Pazartesi

 

Gıybeti, nemimeyi, yalanı, iftirayı, dedikoduyu, gevezeliği, zevzekliği, lisan âfetlerini; İslâm dini kadar şiddetle ve kesinlikle yasaklayan başka bir din yoktur. Hal böyle iken Müslümanlık dünyasında maalesef bunlar çok yaygındır. Önce yukarıda saydığım kelimeleri açıklayayım:

Gıybet

: Birisinin gıyabında (arkasından), duyduğu takdirde üzüleceği, hoşlanmayacağı doğru bir söz söylemektir. (Söylenen doğru olmazsa, yalan olursa gıybet değil, iftira olur). Mesela çok zayıf bir kimse için sıska yahut hani şu bir deri bir kemik adam var ya… gibisinden bir söz etmek (o duysa, bu sözden hoşlanmayacaksa) gıybettir.

Yalan

: Doğru olmayan bir şey söylemek. İşe geç kaldı, olmadığı halde hastaydım diye bir mazeret uyduruyor.

Nemime

: İki kişi yahut iki zümre arasında lâf taşımak.

“O senin aleyhinde şöyle şöyle şöyle konuştu…”

diyerek fitne ve fesat çıkartmak!

İftira

: Gerçek olmayan bir isnatta bulunmak. Adam balkonuna oturmuş, nar suyu içiyor, onun için

“şarap içiyor…”

demek.

Gevezelik

: Lüzumsuz yere bol bol konuşmak.

Zevzeklik

: Aynı mânâya gelir.

Lisan Afetleri:

İmamı Birgivî hazretlerinin

Tarikat-i Muhammediye

adlı eserinin büyük bölümü bunlara ayrılmıştır. Her akıllı Müslüman okumalı, öğrenmeli, dilini tutmalı, kendine çeki düzen vermeli.

Halkımızın büyük bir kısmı maalesef dedikodu mahiyetindeki haberlere çok meraklıdır.

Alim ve fadıl bir kişi, insanları ebedî mutluluğa ulaştıracak çok faydalı, çok lüzumlu bir kitap yazsa, onu fazla okuyan çıkmaz. Nihayet birkaç bin adet satılır.

Cin fikirlinin biri dehşetli, çok meraklı bir dedikodu kitabı yazsa, meselâ

“Meşhur politikacı Kemankeş Türk değil, Viking asıllıdır…”

dese herkes merak eder ve o kitabı (yalan ve saçma da olsa) okur.

Başta gıybet olmak üzere lisan afetleri Müslümana çok şey kaybettirir. Sırtına ağır günahlar yükler. Kendi iyilikleri ve sevapları gıybet ettiği kimseye verilir. Sevabı kalmazsa, gıybet edilenin günahları onun üzerine yüklenir. Kur’ân-ı Kerîm gıybeti, “Ölü kardeşinin etini yemek” kadar çirkin ve iğrenç bir günah olarak görmektedir.

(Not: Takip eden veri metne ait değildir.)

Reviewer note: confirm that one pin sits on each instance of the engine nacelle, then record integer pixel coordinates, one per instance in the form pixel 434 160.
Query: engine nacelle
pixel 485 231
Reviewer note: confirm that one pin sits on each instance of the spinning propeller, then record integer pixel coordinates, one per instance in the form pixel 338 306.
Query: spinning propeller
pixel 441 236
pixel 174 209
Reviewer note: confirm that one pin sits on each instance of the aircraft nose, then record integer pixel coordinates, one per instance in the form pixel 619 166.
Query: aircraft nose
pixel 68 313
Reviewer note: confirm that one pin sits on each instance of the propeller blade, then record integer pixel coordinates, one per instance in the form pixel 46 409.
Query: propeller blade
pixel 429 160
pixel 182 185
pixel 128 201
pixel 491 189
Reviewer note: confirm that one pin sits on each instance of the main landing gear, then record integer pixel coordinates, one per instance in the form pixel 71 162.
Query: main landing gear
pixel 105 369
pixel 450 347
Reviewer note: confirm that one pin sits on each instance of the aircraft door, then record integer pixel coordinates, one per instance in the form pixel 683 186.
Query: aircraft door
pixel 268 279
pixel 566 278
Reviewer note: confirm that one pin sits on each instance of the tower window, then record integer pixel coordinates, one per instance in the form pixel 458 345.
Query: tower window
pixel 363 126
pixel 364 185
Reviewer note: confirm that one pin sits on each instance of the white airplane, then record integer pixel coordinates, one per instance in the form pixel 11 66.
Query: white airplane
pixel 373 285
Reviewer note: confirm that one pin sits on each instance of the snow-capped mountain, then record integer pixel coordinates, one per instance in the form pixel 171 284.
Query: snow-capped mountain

İslâm dininin konuşma ve yazma ile ilgili bazı kuralları şunlardır:

  • “Ya hayırlı söz söyle, yahut sus.”
    (Hadîs)
  • Söz gümüşse, sükut altındır.
  • Söylediğin her şey doğru olmalı. Lakin her doğruyu söylemek doğru olmaz.
  • Oruçlunun

    faydasız, lüzumsuz şeyler konuşması

    orucunun sıhhatine mani olmaz, yani bozmaz ama

    ona büyük zarar verir.

  • Oruçlu

    yemek yemediği, su içmediği gibi


    dilini de faydasız konuşmalardan, hele gıybet ve yalandan korumalıdır.

  • Gözlerini

    harama bakmaktan, kulaklarını haram şeyler dinlemekten

    korumalı, ayaklarıyla kötü yerlere gitmemelidir.

    Hüccetülislâm İmamı Gazali hazretlerinin

    İhyau Ulumiddin

    adlı eserinin kırk kitabından (bölümünden) biri

    “Orucun sırları”

    başlığını taşımaktadır. Şu mübarek günlerde o kitabı okumakta büyük yarar vardır.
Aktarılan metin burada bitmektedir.